The data add to a recent string of record warmth planet-wide. Nine of the 10 warmest years on record have occurred since 2002, according to NOAA. (The other top 10 year was 1998, which ranks fourth in the record books due in part to a particularly strong El Niño phase.)
The warming trend can be explained only by including the effects of human activity, including the burning of fossil fuels that add heat-trapping greenhouse gases to Earth's atmosphere, agency scientists said.
"Greenhouse gas trends are responsible for the majority of the trend that we see," said Gavin Schmidt, director of NASA's Goddard Institute for Space Studies in New York. Because such emissions continue to rise, Schmidt added, "we may anticipate further record highs in the years to come."
Although land surface temperature ranked fourth in the record books, record temperatures in every ocean basin drove the global average to new heights. Ocean water retains heat longer, and heat-driven expansion contributes to sea level rise.
"This was very clearly the warmest year in the ocean records," Schmidt said. "It wasn't quite the warmest year in the land records, but combined, this did actually give the warmest year" since scientists began tracking global surface temperatures in 1880.
The warming also came despite a decidedly colder U.S. winter driven by a "polar vortex," according to the agencies. That cold anomaly was overwhelmed by many other abnormally hot periods elsewhere throughout the year, including searing heat that worsened the ongoing drought in the Western U.S. and wilting heat spells in Europe and Australia.
Areas of unusual warmth also included Russia's vast Siberia region and Alaska — temperatures in Anchorage did not dip below zero degrees last year, another first.
Temperatures in far northern latitudes are rising at twice the rate seen in more temperate zones, melting snow cover, and that could hamper Earth's ability to reflect heat, climate scientists said.
"We see significant decreases in spring and early summer months," said Tom Karl, head of NASA's National Climatic Data Center in North Carolina. "It's important because that's when the sun is high. A lot of additional heat is gained because there's less snow to reflect the sunlight back to space."
Higher summer temperatures likewise take a toll on Arctic sea ice, which fell to the sixth lowest level last year, Schmidt noted.
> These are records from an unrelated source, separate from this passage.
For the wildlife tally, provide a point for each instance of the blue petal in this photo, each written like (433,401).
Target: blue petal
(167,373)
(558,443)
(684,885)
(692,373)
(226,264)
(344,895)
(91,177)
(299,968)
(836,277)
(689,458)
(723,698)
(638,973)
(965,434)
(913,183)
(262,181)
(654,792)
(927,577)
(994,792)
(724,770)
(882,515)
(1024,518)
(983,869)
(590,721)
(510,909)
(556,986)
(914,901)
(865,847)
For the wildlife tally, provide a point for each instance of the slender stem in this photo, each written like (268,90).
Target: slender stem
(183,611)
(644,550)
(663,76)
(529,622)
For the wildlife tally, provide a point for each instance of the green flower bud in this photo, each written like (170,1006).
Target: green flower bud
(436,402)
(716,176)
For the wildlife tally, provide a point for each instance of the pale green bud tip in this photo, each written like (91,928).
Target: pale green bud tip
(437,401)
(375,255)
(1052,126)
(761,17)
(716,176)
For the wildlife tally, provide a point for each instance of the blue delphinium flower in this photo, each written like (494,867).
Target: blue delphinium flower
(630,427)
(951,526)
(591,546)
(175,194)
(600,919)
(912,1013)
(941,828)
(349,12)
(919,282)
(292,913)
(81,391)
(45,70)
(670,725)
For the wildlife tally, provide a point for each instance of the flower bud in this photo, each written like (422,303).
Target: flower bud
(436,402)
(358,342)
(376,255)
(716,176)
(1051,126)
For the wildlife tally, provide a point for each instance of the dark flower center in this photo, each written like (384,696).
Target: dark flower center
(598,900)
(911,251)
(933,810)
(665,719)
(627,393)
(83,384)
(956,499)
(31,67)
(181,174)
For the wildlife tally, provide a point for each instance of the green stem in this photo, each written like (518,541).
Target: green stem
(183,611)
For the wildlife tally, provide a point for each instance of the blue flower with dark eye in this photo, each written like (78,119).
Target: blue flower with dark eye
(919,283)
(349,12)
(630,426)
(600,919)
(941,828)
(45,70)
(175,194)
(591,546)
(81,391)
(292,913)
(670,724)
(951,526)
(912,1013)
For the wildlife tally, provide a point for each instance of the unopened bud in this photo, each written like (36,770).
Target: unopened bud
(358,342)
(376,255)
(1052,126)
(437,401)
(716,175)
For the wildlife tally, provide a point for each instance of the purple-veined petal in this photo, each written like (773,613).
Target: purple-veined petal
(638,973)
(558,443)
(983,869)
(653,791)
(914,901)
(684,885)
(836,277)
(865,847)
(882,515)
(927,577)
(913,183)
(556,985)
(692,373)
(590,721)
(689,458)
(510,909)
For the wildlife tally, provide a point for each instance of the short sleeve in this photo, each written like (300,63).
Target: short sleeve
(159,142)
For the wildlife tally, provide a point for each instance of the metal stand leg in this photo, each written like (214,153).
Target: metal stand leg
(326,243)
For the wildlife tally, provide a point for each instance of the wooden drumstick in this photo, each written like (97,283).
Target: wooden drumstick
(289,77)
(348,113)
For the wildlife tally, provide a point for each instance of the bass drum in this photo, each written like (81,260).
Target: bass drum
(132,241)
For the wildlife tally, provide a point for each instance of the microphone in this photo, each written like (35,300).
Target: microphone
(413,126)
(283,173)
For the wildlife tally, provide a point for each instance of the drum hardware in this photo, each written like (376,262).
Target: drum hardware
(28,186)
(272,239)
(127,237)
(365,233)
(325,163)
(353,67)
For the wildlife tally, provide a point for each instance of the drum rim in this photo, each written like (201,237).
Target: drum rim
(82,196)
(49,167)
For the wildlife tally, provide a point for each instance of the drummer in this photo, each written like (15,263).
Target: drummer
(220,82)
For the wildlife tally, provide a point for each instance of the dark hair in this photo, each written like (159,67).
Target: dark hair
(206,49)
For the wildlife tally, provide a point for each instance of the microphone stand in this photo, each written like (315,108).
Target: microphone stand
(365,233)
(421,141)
Meanwhile, Antarctic sea ice extent hit record highs in 2014, "which is a little surprising given the warmth on the rest of the planet," he said.
Antarctic sea ice extent is not as closely linked to surface temperature trends, and is influenced by many local factors, including winds tied to the hole in the ozone layer and additional fresh water from melting land ice sheets, Schmidt said.
Skeptics often point to record-setting temperatures in 1998 to argue that global warming has abated. But agency officials said the new data show the long-term trend has been a steady rise since the 1970s.
"2014 is exactly where we would've expected, before 1998," said Schmidt. "There are going to be periods when short-term trends go up and go down — that's just the nature of the beast. But there's no evidence that the long-term trend is much different from what it has been."
Tim Barnett, a marine physicist with the Scripps Institution of Oceanography at UC San Diego, said it was time to lay to rest any speculation of a warming "hiatus" since the late 1990s.
"You have to interpret what you're seeing over the long haul," he said. "You have to look at a couple of decades at least before you begin to see that things have changed."
Until last year, the warmest years since the 1998 high were 2005 and 2010. The global average for 2014 edged those years by 0.07 of a degree Fahrenheit, government scientists said.
Overall, the global annual temperature increased at an average rate of 0.11 of a degree Fahrenheit per decade between 1880 and 1970. Since then, it has increased by 0.28 of a degree per decade, NOAA data show.
In the U.S., all-time record highs were set in California, Alaska, Nevada and New Mexico, even as most of the Midwest and East Coast experienced temperatures far lower than normal, NOAA said. The annual average for the 48 contiguous states was a half-degree above the area's 20th century average of 52.6 degrees — barely enough to break into the top 35 warmest years.